The outlook for starting Pimlico's meeting on Monday, as scheduled, is bleak," said the track's general manager, Chick Lang, unless somebody pulls a rabbit out of a hat."
Maryland Gov. Marvin Mandel ordinarily could be expected to do something clever, given the current strike by racetrack employees against Bowie, Pimlico and Laurel. Mandel is knowledgeable in racing matters.
"The union forgets we are not one of their food markets, that we are a buiness regulated by government where increased costs cannot automatically be turned over to the consumer," said Al Karwacki, Bowie's general manager.
Most segments of the Maryland racing industry are annoyed with Mandel for his apparent lack of interest in their fiscal crisis. That is amusing, because when the governor tried to help the sport's shaky future with a consolidation program and legalized offtrack betting, not too many years ago, the horse industry opposed him.
Now predictably, the tracks have fallen upon hard times except for Pimlico. Bowie and Laurel want to be bailed out by the bettors. Oh, they don't come right out and admit as much. They talk of an industry bill before the state legislature that asks the state to give up 1 per cent of its share of the takeout in order to help the purse structure and the track owners.
The industry's back-up position would be to agree, however "reluctantly," to a 1 per cent increase gained by jumping the total takeout from 15 to 16 per cent on basic bets and from 16 to 17 per cent (or higher) on multiple pools.
They would agree to this even though the low takeout in Maryland, compared to the usurious rates in neighboring states, is what attracts many bettors to area tracks.
That means the bettors would foot the bill for the track employee's pay raise had improved health and welfare benefits. Just as surely as this sort of relief was granted by Annapolis, Laurel and Bowie would be back two or three years from now pleading poverty again.
This strike should tell everybody something about the health of Maryland racing. Pimlico can afford to give the emploees a sizeable increase. Bowie's operation is marginal. Laurel is destitute. The reason is simple: Pimlico has superior management and a dedication to providing better racing.
It was Pimlico that lined up the sensational apprentice, Steve Cauthen, for opening day, after Laurel and Bowie had acted as though the 16-year-old jockey didn't exist. Pimlico has built the Preakness into a great attraction while Laurel stumbles about with the Washington, D.C. International and Bowie is, well, just Bowie.

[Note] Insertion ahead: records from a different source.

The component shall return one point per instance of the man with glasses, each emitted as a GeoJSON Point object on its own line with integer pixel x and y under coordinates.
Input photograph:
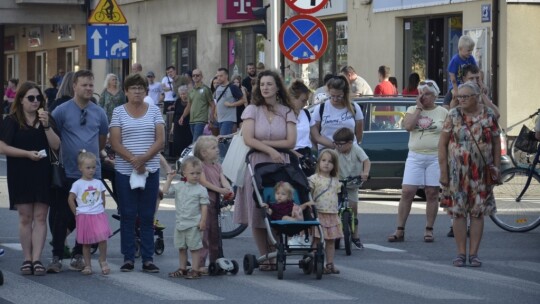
{"type": "Point", "coordinates": [82, 125]}
{"type": "Point", "coordinates": [200, 106]}
{"type": "Point", "coordinates": [155, 90]}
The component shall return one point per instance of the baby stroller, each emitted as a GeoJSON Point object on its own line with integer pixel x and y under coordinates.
{"type": "Point", "coordinates": [264, 177]}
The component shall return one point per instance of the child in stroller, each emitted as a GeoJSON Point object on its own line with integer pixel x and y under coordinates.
{"type": "Point", "coordinates": [264, 178]}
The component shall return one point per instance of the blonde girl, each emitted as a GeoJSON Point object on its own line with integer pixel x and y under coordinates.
{"type": "Point", "coordinates": [87, 201]}
{"type": "Point", "coordinates": [325, 186]}
{"type": "Point", "coordinates": [212, 178]}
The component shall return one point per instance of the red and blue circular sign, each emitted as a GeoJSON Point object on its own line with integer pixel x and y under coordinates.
{"type": "Point", "coordinates": [303, 39]}
{"type": "Point", "coordinates": [306, 6]}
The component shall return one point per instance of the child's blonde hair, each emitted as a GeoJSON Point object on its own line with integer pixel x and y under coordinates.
{"type": "Point", "coordinates": [333, 157]}
{"type": "Point", "coordinates": [203, 143]}
{"type": "Point", "coordinates": [190, 160]}
{"type": "Point", "coordinates": [465, 41]}
{"type": "Point", "coordinates": [84, 155]}
{"type": "Point", "coordinates": [288, 188]}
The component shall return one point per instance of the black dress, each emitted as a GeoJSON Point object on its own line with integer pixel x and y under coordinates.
{"type": "Point", "coordinates": [28, 181]}
{"type": "Point", "coordinates": [182, 136]}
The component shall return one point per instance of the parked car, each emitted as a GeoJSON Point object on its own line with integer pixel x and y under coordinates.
{"type": "Point", "coordinates": [386, 141]}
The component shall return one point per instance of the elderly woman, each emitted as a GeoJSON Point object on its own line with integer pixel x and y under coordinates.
{"type": "Point", "coordinates": [112, 95]}
{"type": "Point", "coordinates": [470, 136]}
{"type": "Point", "coordinates": [269, 123]}
{"type": "Point", "coordinates": [137, 135]}
{"type": "Point", "coordinates": [182, 136]}
{"type": "Point", "coordinates": [28, 130]}
{"type": "Point", "coordinates": [424, 121]}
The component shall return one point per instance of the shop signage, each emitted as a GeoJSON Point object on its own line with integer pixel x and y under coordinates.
{"type": "Point", "coordinates": [306, 6]}
{"type": "Point", "coordinates": [303, 38]}
{"type": "Point", "coordinates": [107, 12]}
{"type": "Point", "coordinates": [107, 42]}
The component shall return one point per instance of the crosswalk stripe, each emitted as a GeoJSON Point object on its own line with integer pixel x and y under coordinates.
{"type": "Point", "coordinates": [465, 273]}
{"type": "Point", "coordinates": [155, 287]}
{"type": "Point", "coordinates": [401, 286]}
{"type": "Point", "coordinates": [27, 291]}
{"type": "Point", "coordinates": [290, 288]}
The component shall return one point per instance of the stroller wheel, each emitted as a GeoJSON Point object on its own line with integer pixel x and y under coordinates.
{"type": "Point", "coordinates": [236, 267]}
{"type": "Point", "coordinates": [213, 269]}
{"type": "Point", "coordinates": [137, 248]}
{"type": "Point", "coordinates": [159, 246]}
{"type": "Point", "coordinates": [249, 263]}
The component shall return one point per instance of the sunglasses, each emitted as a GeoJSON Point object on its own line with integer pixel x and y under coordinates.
{"type": "Point", "coordinates": [428, 83]}
{"type": "Point", "coordinates": [33, 98]}
{"type": "Point", "coordinates": [82, 118]}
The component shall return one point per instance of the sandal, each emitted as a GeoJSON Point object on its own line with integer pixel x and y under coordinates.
{"type": "Point", "coordinates": [428, 238]}
{"type": "Point", "coordinates": [474, 261]}
{"type": "Point", "coordinates": [87, 270]}
{"type": "Point", "coordinates": [178, 273]}
{"type": "Point", "coordinates": [330, 269]}
{"type": "Point", "coordinates": [26, 268]}
{"type": "Point", "coordinates": [394, 238]}
{"type": "Point", "coordinates": [459, 261]}
{"type": "Point", "coordinates": [105, 270]}
{"type": "Point", "coordinates": [38, 268]}
{"type": "Point", "coordinates": [193, 274]}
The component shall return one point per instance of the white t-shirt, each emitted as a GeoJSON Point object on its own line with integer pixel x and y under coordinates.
{"type": "Point", "coordinates": [88, 196]}
{"type": "Point", "coordinates": [303, 126]}
{"type": "Point", "coordinates": [334, 119]}
{"type": "Point", "coordinates": [154, 91]}
{"type": "Point", "coordinates": [169, 83]}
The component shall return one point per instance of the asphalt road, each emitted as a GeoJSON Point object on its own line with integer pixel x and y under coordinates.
{"type": "Point", "coordinates": [408, 272]}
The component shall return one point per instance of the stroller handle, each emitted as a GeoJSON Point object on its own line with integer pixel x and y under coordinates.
{"type": "Point", "coordinates": [292, 157]}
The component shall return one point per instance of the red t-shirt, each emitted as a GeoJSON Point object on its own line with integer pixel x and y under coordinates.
{"type": "Point", "coordinates": [385, 88]}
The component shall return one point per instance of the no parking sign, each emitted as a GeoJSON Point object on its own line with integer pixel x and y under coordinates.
{"type": "Point", "coordinates": [303, 39]}
{"type": "Point", "coordinates": [306, 6]}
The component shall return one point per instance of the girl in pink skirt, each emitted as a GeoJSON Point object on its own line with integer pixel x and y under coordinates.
{"type": "Point", "coordinates": [325, 186]}
{"type": "Point", "coordinates": [87, 202]}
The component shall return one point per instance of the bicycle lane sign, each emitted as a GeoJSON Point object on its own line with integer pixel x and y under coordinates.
{"type": "Point", "coordinates": [303, 39]}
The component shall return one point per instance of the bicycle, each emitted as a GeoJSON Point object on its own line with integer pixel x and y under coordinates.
{"type": "Point", "coordinates": [518, 198]}
{"type": "Point", "coordinates": [348, 218]}
{"type": "Point", "coordinates": [521, 158]}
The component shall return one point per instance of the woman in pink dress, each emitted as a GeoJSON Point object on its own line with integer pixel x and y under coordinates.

Regrettably, it is the trainers and the owners who will be hurt the most as the length of this strike increases. The cost of keeping a horse is just as high as it was last Friday when Bowie was open.
But Pimlico is not about to break away from Bowie and Laurel to negotiate a separate settlement.
"Our united from will not weaken," Lang assured. "We will negotiate collectively, even though e are considered the fat cat. If Bowie and Laurel can't afford to meet the union's contract demands, we won't either. The three of us are in the same boat."
That is true, up to a point, except that one track has been attempting to plow ahead while, the two others serve as anchors.
It is up to the union and tracks to solve their differences. Maryland has no obligation to help. The state receives only 5.34 per cent of the take, one of the lowest percentages in the country. Bowie and Laurel may contend they need tax relief but why, then, does Pimlico do so nicely working under the same formula that finds the tracks receiving 4.16 per cent?
No one wants to see the strike continue. The horses, however, can use some time off and so can the bettors. And most important, the bettors should not be saddled with a higher tax rate at the mutual window in order to solve the differences between Bowie. Laurel and the union.